Association of comorbidity-PGSs with the PD onset in individuals from the UK Biobank: (A) shows are the OR and the 95% confidence interval for PD comorbidities in the PD subset, 50–70 (lower line/dot) and >70 (upper line/dot) age at onset. The OR was obtained with a logistic regression for comorbidity using age, sex and the first four PC as covariates comparing 20% of high PGS with the rest of the group in each age interval.

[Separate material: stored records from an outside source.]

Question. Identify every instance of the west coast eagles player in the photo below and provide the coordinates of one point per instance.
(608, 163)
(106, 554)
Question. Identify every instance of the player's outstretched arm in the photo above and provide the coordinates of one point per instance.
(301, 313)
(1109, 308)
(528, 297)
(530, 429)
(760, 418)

A total of 2352 PD cases with AAO > 70 and 1571 with AAO between 50 and 70 was included (T2D > 70: 417 cases, 50–70: 215; MDD > 70: 408, 50–70: 306; MH > 70: 45, 50–70: 31; EPI > 70: 108, 50–70: 75). (B–E) Prevalence of (B) type 2 diabetes, (C) major depressive disorder, (D) migraine headache, (E) epilepsy as a function of the onset of PD for PGS strata. Each point represents the percentage of individuals with the comorbidity at a given age of the PD onset. Curves are shown separately for the low PGS group (0–20%, blue, n = 785) and the high PGS group (80–100%, orange, n = 785). No statistical test was applied; this is a descriptive analysis.

Figure 4

Association of comorbidity-PGS with sex patterns. Shows are OR and 95% confidence interval, for PD comorbidities in PD patients analysed by sex (males as circles and females as triangles). OR was obtained using the logistic regression for comorbidities with age, sex and the first four PC as covariates compared to 20% of the high PGS groups. A total of 2466 males and 1457 females with PD were included (T2D: males 446 cases, females 186; MDD: males 401, females 292; MH: males 28, females 48; EPI: males 120, females 63).